To live in a torrent of technological change is to challenge so many existing systems of power. Economic system, state, broadcasting companies, all feel they ought to have something to say- have some redress to the world of technology. It ought to be made somehow to reflect their very real power; More than that their power ought to be augmented by it is some way. After all, the appeal goes – they are the natural powers of the land. And yet of course powers are not simply asserted, they u need to be earned and generated constantly and all the more so in a shifting world of technology. And the problem these traditional powers have is always how to assert themselves. The problem is of course that their ‘real’ powers look rather out place in the new media. Broadcasting companies find it then had to assert their rights of selection and ownership. The economic system finds it hard to conjure the difference between the economic and the real world in money. The recent crash was in part because they thought the technology was going to drive the system – and obliviate the power of real money – real land - a mistake that very nearly took the entire finical system with it. Finally states are caught up endless trying to regulate a constantly changing world, and design systems for a moving target. Whatever a states does then appears to be wrong (as the world will have moved on before it gets the chance to act).
Moreover this failure is a very real one. It matters. It is after all part of the myth of a state and their assertions of power than they are adequate to every challenge. It is the role of states then to be able to assert a certain form of power over their citizens and the wider world. And failure so to do matters therefore, for it risks putting into some kind of question the entire rational of states in the first place. States then would rather get heavy – rather be oppressive than let the matter slide. But it is not that simple. For the trouble with new technologies is that one has to legislate for what has not yet happened. The trouble of course being that if one waits for the crimes and then legislates, one will have to play endless and pointless catch up. What the lawyers in parliament then end up doing is creating portmanteau criminalities. General laws, that it is hoped, will be applied to the worlds as it changes and evolves. Laws are then passed that grow into their oppression, and grow slowly.

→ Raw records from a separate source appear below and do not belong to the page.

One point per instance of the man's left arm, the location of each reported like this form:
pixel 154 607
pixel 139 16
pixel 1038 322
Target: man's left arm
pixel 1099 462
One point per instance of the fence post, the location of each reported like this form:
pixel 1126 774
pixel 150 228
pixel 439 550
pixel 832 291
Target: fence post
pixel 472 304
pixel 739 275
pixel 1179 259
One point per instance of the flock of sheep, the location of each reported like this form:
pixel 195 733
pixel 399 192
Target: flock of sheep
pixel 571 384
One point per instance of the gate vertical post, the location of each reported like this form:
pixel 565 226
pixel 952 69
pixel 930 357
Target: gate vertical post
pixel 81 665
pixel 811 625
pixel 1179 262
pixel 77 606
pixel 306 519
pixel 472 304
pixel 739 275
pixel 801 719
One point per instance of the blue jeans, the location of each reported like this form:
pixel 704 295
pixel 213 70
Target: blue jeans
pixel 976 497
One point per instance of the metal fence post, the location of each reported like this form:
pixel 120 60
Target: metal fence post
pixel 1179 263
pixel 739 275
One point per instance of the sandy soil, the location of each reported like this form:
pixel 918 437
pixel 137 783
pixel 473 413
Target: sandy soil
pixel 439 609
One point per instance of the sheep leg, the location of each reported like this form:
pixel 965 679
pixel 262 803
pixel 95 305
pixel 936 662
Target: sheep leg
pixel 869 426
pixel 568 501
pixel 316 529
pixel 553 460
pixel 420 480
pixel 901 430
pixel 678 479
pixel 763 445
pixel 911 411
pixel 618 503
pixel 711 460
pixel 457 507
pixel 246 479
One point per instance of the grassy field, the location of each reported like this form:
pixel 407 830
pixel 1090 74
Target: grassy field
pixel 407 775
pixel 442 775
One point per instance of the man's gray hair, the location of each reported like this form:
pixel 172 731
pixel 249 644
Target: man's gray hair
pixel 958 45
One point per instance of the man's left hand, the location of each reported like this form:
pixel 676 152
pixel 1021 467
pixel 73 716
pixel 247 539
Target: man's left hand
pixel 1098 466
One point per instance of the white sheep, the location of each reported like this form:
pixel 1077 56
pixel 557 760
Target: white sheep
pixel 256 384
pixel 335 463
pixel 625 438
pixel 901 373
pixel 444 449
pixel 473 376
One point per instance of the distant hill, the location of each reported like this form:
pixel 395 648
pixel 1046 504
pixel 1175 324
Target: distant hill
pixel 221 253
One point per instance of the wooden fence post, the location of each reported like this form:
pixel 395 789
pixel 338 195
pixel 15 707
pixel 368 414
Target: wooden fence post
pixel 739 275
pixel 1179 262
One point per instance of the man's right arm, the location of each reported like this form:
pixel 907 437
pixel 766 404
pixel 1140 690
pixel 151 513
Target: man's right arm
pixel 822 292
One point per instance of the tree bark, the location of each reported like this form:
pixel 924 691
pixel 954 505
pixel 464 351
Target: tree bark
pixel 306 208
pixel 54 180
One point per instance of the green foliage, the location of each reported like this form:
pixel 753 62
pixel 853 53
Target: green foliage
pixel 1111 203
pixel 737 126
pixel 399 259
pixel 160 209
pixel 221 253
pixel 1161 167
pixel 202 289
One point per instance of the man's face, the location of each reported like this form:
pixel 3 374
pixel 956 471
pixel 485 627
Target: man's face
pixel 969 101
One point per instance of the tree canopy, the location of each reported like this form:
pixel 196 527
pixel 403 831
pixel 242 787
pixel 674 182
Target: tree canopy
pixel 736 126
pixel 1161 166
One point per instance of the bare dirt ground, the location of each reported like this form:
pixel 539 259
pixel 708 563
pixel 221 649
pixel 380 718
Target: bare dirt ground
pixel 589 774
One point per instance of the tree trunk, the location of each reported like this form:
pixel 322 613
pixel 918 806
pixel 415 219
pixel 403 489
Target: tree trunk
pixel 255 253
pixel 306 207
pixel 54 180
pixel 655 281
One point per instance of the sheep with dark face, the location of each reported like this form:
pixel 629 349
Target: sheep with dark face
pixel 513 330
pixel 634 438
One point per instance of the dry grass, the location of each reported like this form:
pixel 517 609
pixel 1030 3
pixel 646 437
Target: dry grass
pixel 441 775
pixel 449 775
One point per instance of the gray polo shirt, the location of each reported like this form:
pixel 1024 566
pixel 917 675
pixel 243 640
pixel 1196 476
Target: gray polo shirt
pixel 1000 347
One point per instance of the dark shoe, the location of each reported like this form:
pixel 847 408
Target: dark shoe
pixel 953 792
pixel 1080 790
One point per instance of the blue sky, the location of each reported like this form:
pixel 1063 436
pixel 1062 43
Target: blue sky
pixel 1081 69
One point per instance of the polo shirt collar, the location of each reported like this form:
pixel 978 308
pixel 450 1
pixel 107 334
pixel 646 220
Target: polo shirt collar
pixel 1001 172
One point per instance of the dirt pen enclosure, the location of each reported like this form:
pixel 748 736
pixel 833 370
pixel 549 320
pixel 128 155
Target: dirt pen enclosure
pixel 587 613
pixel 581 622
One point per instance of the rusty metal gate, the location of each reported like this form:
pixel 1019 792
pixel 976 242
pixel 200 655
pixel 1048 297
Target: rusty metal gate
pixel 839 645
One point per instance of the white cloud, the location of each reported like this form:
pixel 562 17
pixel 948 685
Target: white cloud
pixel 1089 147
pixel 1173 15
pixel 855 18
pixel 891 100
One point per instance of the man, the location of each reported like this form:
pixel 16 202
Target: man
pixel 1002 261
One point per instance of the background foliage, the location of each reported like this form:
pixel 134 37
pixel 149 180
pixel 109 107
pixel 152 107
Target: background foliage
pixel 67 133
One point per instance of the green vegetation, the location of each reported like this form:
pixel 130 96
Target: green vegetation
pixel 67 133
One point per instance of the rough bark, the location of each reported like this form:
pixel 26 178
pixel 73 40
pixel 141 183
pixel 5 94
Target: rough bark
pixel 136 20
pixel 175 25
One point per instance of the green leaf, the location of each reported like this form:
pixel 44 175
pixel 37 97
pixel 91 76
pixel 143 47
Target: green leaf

At which point two further factors kick in. new technology is of course not simply about computers. It is rather then fact that if one increases the numbers and kinds of links between people, the one increases what small group of individuals can do or plan. Individuals are in constant and regular contact with one another- and so both enforce one another’s feelings and plan. What is more they have the know-how and the technology, on tap to find out how to do something about that oppression. A world where disgruntled teenagers can be refracted into genuine terrorists is a terrifying one indeed. Secondly it goes without saying that any general law, always gets miss used and warped in a myriad of ways. Parliament passes the legislation just in case, and then it gets taken up by criminal lawyer and made into something. It becomes a monster – animate and changing in its own rights, and there is very little anyone can do about the fact. The same general laws then one needs to restrict to enforce the power of the state of new technology, are laws which when applied in the real world increase rather alarming what a state can do, and who it can monitor. Nor of course are these two facts unrelated. The problem of technology for a state is that in part, it creates endless new echo chambers for the prejudices for citizens. Grumbles can then be echoes into real grievances in such chambers – making so much of the population a potential threat. And the state, feeling its responsibilities very heavily, acts the only way it knows how. It monitors us all, and justifies itself for so doing.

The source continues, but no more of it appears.